The knowledge of the mixing state of the convective boundary layer (CBL) under a heterogeneous surface forcing is crucial for the interpretation of area averaged turbulence measurements. In order to investigate up to which height and degree the CBL is affected by such a complex heterogeneous surface, a series of large-eddy simulations (LES) initialized and driven by the observational data from the LITFASS-2003 field campaign was conducted.

With regard to the determination of the height where the influence of the surface heterogeneity vanishes, a spatially lagged correlation analysis between the turbulent heat fluxes and the prescribed surface heat fluxes was conducted. It is shown that the influence of surface heterogeneity is still present up to the top of the CBL and the inversion layer above.

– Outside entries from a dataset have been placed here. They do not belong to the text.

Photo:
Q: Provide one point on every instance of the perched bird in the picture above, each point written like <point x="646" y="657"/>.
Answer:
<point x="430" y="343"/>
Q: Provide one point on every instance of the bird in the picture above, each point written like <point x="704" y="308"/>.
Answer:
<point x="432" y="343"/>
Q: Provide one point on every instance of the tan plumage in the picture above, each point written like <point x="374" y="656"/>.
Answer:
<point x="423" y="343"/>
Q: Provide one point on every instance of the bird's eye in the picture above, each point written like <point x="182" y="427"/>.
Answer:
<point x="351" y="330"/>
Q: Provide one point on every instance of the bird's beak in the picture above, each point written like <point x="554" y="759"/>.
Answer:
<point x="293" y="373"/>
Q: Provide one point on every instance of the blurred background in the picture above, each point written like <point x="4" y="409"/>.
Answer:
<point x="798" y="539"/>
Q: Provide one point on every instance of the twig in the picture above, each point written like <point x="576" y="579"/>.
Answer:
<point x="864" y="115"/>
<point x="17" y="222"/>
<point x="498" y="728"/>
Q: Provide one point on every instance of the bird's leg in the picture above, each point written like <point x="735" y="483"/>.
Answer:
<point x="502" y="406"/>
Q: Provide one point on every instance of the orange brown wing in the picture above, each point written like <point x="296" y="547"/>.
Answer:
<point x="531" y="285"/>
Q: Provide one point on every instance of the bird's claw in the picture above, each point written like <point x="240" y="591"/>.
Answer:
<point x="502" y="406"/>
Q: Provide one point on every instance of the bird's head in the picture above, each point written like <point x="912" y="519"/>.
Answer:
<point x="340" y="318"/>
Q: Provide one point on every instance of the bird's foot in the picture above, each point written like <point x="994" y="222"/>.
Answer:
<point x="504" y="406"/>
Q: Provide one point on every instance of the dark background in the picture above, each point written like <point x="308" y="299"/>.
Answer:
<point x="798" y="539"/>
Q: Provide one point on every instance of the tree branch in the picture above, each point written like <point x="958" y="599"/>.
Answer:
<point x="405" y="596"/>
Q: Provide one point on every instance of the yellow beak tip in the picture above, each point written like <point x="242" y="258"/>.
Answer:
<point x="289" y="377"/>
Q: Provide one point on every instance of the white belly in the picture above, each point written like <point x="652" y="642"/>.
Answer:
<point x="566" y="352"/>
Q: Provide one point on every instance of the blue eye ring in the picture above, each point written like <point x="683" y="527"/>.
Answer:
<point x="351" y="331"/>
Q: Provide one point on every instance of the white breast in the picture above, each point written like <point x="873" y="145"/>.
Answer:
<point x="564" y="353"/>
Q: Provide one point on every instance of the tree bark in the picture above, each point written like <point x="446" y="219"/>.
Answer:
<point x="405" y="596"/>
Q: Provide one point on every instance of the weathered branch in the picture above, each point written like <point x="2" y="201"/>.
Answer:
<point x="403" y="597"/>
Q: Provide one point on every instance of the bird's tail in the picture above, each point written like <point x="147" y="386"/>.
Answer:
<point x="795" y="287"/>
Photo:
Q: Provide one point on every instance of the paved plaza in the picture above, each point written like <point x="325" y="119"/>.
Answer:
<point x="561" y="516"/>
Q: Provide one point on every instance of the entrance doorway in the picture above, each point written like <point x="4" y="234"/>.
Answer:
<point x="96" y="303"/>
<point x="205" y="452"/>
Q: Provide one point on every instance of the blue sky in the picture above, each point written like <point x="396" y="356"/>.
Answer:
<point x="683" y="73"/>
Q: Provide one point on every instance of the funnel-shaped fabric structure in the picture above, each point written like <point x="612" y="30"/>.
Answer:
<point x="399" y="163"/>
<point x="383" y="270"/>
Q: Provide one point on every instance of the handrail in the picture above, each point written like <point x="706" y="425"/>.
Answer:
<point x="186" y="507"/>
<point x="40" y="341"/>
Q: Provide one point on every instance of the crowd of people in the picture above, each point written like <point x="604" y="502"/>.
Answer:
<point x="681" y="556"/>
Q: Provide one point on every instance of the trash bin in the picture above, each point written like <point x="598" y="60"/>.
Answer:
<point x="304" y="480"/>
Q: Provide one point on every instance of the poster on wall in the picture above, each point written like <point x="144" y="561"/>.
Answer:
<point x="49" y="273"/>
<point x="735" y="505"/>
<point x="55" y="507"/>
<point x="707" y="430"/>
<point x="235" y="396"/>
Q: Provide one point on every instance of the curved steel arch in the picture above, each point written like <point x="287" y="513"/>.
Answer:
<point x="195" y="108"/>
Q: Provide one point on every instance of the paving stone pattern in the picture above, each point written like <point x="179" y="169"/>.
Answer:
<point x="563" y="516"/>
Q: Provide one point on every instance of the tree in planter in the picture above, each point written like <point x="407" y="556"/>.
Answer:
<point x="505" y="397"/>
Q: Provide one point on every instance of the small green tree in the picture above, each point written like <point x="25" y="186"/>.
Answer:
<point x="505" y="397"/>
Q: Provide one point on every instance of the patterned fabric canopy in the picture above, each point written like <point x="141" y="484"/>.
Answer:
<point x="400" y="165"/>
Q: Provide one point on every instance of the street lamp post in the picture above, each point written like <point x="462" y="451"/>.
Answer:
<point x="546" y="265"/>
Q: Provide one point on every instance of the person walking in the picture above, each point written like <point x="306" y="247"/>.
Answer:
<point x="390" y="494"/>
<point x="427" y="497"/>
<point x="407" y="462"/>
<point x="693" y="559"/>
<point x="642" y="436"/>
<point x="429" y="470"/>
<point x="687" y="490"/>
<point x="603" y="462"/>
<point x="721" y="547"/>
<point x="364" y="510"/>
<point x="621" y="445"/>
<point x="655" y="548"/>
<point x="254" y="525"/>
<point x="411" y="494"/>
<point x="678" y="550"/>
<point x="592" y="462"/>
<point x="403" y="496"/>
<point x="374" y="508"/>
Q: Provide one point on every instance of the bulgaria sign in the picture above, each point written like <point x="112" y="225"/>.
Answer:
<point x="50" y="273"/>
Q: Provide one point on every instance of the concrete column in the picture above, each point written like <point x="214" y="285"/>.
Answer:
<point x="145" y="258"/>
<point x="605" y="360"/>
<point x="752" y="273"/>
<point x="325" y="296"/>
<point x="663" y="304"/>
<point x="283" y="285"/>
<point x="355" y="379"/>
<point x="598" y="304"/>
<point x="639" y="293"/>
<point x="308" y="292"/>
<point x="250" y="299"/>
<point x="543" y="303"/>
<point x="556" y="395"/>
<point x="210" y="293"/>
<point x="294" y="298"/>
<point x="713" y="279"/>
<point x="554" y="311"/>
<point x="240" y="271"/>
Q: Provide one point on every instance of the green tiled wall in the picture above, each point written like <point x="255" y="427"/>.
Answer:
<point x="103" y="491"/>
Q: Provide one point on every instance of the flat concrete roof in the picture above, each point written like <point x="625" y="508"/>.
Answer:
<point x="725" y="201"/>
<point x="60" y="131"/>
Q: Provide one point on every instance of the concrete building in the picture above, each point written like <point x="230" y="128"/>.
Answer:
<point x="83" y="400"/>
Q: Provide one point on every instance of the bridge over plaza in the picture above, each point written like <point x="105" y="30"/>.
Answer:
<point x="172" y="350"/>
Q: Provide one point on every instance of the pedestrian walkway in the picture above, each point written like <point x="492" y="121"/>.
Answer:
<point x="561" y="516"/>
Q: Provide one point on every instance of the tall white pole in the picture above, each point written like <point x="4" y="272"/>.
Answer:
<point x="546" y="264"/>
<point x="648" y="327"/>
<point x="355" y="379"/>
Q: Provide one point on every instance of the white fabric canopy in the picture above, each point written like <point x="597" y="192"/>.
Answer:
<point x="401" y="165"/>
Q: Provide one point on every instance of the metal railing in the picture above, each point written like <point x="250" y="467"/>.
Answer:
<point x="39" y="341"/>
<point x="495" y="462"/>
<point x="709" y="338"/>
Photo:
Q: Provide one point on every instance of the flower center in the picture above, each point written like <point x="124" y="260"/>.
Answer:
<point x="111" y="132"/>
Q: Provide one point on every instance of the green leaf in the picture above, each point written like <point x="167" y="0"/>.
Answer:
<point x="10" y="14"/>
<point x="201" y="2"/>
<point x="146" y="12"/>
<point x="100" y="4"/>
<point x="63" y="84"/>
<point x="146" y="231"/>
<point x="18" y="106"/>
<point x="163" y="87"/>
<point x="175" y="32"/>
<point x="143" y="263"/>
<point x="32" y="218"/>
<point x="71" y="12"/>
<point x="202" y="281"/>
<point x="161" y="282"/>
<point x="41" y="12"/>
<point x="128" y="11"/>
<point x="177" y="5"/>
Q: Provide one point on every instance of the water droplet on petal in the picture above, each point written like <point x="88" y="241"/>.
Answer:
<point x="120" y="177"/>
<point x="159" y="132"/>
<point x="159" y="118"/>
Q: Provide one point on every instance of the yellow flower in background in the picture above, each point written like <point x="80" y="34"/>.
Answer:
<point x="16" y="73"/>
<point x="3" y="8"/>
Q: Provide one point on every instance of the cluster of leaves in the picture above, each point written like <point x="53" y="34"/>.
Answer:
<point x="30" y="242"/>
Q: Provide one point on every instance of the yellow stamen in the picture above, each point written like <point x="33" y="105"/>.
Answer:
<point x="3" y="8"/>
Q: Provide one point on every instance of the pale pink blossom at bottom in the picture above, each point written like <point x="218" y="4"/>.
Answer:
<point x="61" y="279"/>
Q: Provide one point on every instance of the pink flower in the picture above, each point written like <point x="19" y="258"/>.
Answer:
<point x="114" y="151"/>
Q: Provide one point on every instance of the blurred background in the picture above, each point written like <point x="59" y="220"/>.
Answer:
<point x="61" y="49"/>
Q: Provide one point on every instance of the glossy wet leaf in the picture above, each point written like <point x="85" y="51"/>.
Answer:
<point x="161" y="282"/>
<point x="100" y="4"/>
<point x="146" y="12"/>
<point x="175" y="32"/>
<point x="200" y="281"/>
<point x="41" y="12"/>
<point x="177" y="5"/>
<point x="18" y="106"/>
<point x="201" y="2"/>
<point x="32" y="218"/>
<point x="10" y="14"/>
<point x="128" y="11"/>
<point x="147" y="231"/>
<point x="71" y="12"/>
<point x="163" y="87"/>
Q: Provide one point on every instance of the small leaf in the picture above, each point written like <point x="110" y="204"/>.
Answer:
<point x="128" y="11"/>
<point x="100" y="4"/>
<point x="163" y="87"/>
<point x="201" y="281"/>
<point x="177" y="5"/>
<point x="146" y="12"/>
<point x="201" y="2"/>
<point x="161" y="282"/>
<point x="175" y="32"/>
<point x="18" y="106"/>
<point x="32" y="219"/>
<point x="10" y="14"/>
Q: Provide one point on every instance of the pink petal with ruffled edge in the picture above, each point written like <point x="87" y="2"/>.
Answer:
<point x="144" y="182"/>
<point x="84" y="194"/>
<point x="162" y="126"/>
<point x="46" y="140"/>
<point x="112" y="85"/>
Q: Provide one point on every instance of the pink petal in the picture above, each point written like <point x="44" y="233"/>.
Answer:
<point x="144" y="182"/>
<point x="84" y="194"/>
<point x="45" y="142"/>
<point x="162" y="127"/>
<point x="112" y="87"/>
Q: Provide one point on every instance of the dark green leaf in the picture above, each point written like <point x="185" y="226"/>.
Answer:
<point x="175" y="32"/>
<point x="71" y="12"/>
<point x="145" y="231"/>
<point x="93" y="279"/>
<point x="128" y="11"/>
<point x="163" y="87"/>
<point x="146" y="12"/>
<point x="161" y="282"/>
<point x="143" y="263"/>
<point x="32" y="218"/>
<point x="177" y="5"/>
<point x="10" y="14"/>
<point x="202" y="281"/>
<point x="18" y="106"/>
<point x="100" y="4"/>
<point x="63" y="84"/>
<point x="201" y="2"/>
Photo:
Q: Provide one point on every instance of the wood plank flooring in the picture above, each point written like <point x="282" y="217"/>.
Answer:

Regarding this, the question arises whether these surface heterogeneity induced heat flux differences can be captured by airborne turbulent flux measurements. For this reason an ensemble of statistically independent virtual flight measurements above the prevailing major surface types farmland, forest and water is conducted during the LES. In agreement with the results of the spatially lagged correlation analysis, the resulting ensemble averaged virtually measured heat fluxes show a clear dependence on the underlying surface type up to the top of the CBL. However, a large variability between the individual virtual flux measurements can be observed. Because the length of the legs is limited by the underlying surface patches, the ratio between the length of the given legs and the boundary layer height is only about 6 to 8, leading to an insufficient sampling of largest turbulent elements contributing to the flux, which in turn causes the large variability. Moreover, the flux variability between the individual ensemble members is even larger than the differences between the ensemble averaged heat fluxes above the different surface types, which makes it difficult to make a clear statement about the mixing state from an individual flux measurement. Furthermore, it is found that the random and systematic uncertainties of the flux measurement based on the integral length scale do not sufficiently indicate the additional error caused by inadequate sampling of the largest turbulent elements. For the given averaging lengths of about 10 km, it turns out that at least ten statistically independent flight measurements are necessary to make a clear statement about the mixing state of the CBL.